Haraway asks for an embodied objectivity that is able of accommodating *paradoxes* --> ‘situated knowledges’
-what does she mean when she says “All components of the desire are paradoxical and dangerous, and their combination is both contradictory and necessary.”
(instruments of visualization in multinationalist, postmodernist culture:) disembodiment : to distance to know
the visualizing technologies (--> my amazon project)
a perverse vision that has produced ‘techno-monsters’ (what does she mean by that?)
--> second birthing? transcendence?
[the frankenstein's techno-monsters, is modeled after who? and who is modeled after it? wondrously, murderously walking around...]
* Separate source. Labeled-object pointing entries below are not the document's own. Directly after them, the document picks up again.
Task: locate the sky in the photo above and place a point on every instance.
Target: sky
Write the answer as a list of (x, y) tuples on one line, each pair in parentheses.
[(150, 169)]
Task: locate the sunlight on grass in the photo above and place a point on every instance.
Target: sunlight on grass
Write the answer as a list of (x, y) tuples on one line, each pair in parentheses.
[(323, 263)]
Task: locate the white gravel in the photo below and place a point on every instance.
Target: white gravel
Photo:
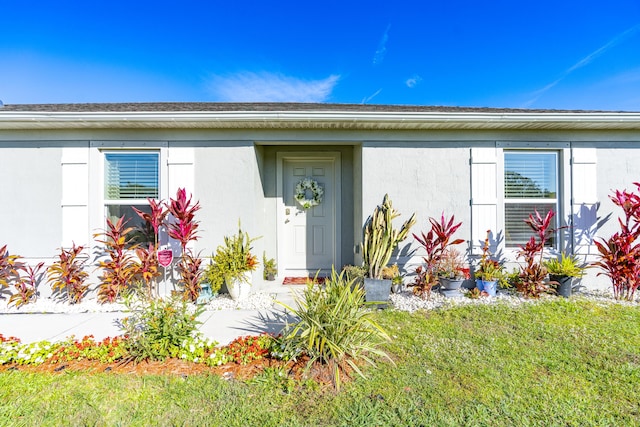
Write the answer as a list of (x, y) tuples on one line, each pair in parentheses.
[(259, 300), (255, 301)]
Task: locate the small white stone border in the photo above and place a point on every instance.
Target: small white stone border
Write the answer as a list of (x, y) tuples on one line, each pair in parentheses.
[(406, 301)]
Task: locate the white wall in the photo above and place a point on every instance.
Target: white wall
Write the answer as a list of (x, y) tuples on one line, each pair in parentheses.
[(31, 180), (426, 178)]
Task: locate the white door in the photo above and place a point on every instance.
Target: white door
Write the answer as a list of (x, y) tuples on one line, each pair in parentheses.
[(309, 236)]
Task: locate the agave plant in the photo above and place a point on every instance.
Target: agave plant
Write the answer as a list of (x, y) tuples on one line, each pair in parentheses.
[(334, 328), (381, 239)]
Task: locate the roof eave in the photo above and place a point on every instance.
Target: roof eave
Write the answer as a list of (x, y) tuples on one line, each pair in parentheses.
[(317, 119)]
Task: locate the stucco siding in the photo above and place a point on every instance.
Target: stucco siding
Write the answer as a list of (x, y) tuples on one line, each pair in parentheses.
[(424, 178), (225, 185), (31, 218)]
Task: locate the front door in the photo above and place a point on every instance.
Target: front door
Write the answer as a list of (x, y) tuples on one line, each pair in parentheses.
[(310, 236)]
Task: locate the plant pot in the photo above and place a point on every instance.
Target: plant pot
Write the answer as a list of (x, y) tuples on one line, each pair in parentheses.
[(239, 287), (377, 290), (396, 289), (449, 284), (488, 286), (205, 294), (450, 288), (563, 288)]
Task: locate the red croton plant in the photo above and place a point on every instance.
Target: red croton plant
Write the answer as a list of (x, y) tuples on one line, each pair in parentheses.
[(620, 253), (532, 275), (435, 244)]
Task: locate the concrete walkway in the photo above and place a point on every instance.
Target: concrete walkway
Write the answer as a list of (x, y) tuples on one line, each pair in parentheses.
[(221, 325)]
(‘second-birthing’: one of the deadly stories of killing: in the first-birthing we have merely birth to the earthly soil from the woman, and then the achievement of the tragically self-realized purpose of tragic consiousness, concretized and distilled by Sartre) “dire myths of self-birthing”... --> we must resist the stories of guilt laden knowledge and consciousness
unrestricted vision
presented as utterly transparent
***particularity and embodiment (of all vision) [not necessarily organic]
usable and not innocent
“We need to learn in our bodies, endowed with primate color and stereoscopic vision, how to attach the objective to our theoretical and political scanners in order to name where we are and are not, in dimensions of mental and physical space we hardly know how to name.”
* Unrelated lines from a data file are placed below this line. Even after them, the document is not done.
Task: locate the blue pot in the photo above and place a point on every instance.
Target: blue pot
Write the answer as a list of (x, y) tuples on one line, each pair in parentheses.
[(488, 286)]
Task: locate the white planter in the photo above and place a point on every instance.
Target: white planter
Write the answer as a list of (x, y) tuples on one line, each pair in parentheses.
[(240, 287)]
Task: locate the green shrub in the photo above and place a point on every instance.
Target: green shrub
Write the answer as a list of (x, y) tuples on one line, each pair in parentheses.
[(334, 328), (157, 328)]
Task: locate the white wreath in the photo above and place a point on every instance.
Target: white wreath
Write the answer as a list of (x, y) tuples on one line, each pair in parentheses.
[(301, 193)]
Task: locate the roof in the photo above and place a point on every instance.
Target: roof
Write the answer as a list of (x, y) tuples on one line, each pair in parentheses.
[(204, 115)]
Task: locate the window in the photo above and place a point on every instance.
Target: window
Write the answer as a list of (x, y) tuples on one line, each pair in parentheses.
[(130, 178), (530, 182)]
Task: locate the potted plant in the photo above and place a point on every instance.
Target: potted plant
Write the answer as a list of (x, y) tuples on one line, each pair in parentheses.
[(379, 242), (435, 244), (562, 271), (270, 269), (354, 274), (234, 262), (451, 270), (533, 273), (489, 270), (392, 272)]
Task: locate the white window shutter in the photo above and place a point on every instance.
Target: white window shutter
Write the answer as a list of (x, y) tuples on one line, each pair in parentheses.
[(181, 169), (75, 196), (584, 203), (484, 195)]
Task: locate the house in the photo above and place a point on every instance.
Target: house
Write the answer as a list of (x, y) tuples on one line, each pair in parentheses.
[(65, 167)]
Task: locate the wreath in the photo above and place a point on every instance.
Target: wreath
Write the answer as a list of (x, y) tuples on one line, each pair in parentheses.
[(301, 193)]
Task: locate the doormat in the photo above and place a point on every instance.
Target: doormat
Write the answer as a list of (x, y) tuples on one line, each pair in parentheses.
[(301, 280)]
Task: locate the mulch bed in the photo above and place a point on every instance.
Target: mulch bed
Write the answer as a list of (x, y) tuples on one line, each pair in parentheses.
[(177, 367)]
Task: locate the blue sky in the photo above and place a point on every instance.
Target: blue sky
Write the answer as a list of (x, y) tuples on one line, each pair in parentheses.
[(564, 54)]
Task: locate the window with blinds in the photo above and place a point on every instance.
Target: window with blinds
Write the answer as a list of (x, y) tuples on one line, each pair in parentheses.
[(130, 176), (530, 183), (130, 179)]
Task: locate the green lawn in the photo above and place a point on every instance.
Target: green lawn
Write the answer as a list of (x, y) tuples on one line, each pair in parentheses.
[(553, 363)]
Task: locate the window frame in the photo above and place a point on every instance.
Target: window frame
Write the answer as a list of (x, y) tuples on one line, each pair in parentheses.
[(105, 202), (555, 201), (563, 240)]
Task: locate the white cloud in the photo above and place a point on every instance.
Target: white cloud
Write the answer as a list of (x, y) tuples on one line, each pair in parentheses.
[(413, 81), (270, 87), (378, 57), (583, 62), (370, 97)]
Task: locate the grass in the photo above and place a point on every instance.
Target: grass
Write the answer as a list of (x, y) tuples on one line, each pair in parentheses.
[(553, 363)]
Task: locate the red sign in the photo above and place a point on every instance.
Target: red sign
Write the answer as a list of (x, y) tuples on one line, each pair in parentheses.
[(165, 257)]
‘partial perspective’ (what does she mean?)
==> become answerable for what we learn how to see. (Helen Verran: accountability; Isabelle Stengers: milieu thinking; Latour: ground;)
(partial way of organizing world)
unlocatable =? irresponsible (knowledge claims)
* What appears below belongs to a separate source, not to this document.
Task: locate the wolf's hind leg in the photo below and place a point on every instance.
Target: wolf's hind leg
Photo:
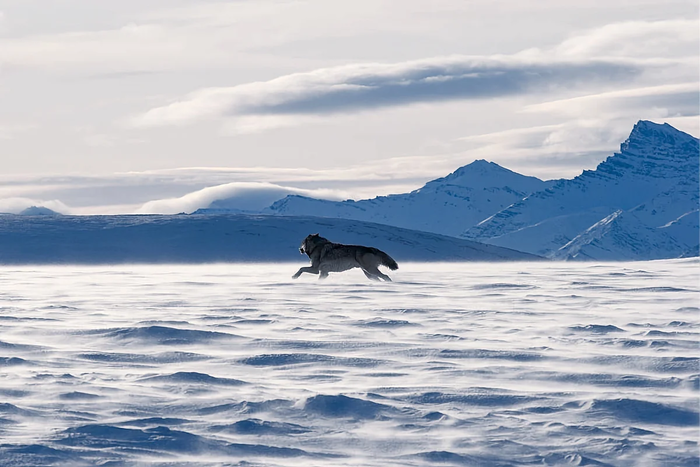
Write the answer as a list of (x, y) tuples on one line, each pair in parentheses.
[(378, 273), (309, 269)]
partial --> possibility of webs of connections: solidarity in politics and shared conversations in epistemology
-to unfold the problem of relativism: ‘the elephant parable’ promisses seeing equally and fully. “equality” of positioning: relativism (another “god trick”) (!=/= single-vision, totalization) =/= partial locatable] [mythic cartoon of pluralism] [myth of exact knowledges, dream of perfectly known, and politics of closure] --> positioning is at stake here
“all eyes, including our own organic ones, are active perceptual systems, building on translations and specific ways of seeing”
how to see ‘faithfully’... (what does she mean by that?)
appropriating the vision of the less powerful:
to see from the peripheries
to see from the depths
...this not unproblemat (why she uses double negation so often?)
“But how to see from below is a problem requiring at least as much skill with bodies and language, with the mediations of vision, as the ‘highest’ technoscientific visualizations.”
“Science has been utopian and visionary from the start; that is one reason “we” need it.” (what does she mean?)